I have a feeling that the mainstream of today's Biblical scholars, who are so annoyed with all of these New Atheists for showing their scholarship so little respect, indeed so little heed whatsoever, have themselves brought about this state of affairs, by the lack of the will to make themselves and their work understood. Let's not forget, the New Atheists, who make the Biblical scholars cringe with their constantly-showing lack of competence in Biblical scholarship, include, indeed to a great extent are led by, Richard Dawkins. Who is about as far from a tinfoil-hat-wearing, global-warming-denying conspiracy theorist as one can be, so much for Bart Ehrman's thesis, with a mention of which I began this essay. Dawkins and many other New Atheists are in fact superbly well informed about global warming, aliens etc. The Biblical scholars are right that the New Atheists, even including Dawkins, are appallingly ignorant about fields of inquiry involving and overlapping with theirs.
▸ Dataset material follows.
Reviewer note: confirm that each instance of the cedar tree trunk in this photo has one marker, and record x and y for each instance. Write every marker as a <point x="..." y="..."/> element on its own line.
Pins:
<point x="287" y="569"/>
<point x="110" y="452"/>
But how long are they going to stand pat with explanations of this state of affairs such as that the New Atheists are former fundamentalists who still apply fundamentalist preconceptions to the study of the Bible, and smile at the others in their little clique about how ignorant those people are who criticize them, before they actually decide to take responsibility, some responsibility, for the public being so ill-informed about their specialty? In the final analysis, whose fault can this be except the specialists'?
It's certainly easier simply to find fault and shake one's head and tell one another in the clique how learned and misunderstood you are.
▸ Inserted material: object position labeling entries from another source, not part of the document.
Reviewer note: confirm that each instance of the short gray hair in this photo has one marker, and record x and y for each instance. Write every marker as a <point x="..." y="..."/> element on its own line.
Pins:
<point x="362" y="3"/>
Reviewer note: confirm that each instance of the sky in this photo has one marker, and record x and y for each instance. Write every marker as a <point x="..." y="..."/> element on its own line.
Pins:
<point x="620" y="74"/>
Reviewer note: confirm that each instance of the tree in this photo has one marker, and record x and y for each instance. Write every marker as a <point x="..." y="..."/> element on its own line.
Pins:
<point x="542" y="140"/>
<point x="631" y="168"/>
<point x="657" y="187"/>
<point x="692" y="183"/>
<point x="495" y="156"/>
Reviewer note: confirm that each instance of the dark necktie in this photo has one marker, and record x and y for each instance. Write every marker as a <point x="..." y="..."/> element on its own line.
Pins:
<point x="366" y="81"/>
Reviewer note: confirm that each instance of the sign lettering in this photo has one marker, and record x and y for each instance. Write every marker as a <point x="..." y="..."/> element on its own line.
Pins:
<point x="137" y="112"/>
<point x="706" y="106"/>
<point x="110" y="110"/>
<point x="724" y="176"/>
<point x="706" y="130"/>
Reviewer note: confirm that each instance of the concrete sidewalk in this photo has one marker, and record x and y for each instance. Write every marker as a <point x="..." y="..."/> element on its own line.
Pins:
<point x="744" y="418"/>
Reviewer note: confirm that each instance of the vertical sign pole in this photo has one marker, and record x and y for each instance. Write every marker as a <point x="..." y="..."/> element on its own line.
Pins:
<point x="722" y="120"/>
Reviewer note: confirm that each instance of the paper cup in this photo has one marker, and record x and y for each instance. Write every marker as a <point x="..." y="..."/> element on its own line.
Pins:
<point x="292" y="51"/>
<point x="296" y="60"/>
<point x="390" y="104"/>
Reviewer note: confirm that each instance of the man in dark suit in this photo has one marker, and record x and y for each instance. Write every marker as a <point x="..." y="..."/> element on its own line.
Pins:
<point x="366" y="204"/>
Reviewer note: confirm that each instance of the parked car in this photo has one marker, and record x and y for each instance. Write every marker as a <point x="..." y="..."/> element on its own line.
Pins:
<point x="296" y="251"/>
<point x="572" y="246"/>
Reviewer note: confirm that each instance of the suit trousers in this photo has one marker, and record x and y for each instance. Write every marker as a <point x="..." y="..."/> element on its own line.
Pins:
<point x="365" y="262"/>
Let's take the historicist/mythicist fooferah. 1) If on the one hand the number of specialists in the New Testament who are not strictly historicist is actually higher than the public perceives, whose fault could that mistaken perception possibly be except the specialists'? 2) If on the other hand the firmly-historicist position is so obviously correct to anyone with a basic grasp of the evidence as Ehrman, Crossan, Smith et al have insisted, whose fault can it possibly be that this obviousness has yet to be disseminated among people bright enough that they have no trouble understanding a consensus of meteorologists or evolutionary biologists?
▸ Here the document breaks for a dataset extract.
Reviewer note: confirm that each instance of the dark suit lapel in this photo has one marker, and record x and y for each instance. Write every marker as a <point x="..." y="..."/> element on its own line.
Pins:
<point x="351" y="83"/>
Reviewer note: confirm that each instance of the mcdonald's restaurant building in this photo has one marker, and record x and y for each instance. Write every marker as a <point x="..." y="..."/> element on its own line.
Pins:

I've been continuing to read the standard works of New Testament scholarship. And over and over I've been reading about how, although it's now agreed that the New Testament can tell us little if anything about what Jesus did or said, it has nevertheless by now been so firmly established that Jesus did exist that mythicism has been relagated to the realm of extremists and cranks, to tinfoil-hat territory -- wait wait, what?! Where was that firmly established? And how exactly? Yes, I missed it too, this convincing evidence they all insist is there. (WHERE?! Why TF can't any of them just point it out to me, or summarize, as the case may be, the dizzyingly-complex process by which clarity was achieved?) Gentle readers, I promise you, as soon as I gain the faintest glimmer of what these people are talking about when they say it's firmly established, if and when I ever have that come-to-Jesus moment, I will let you know.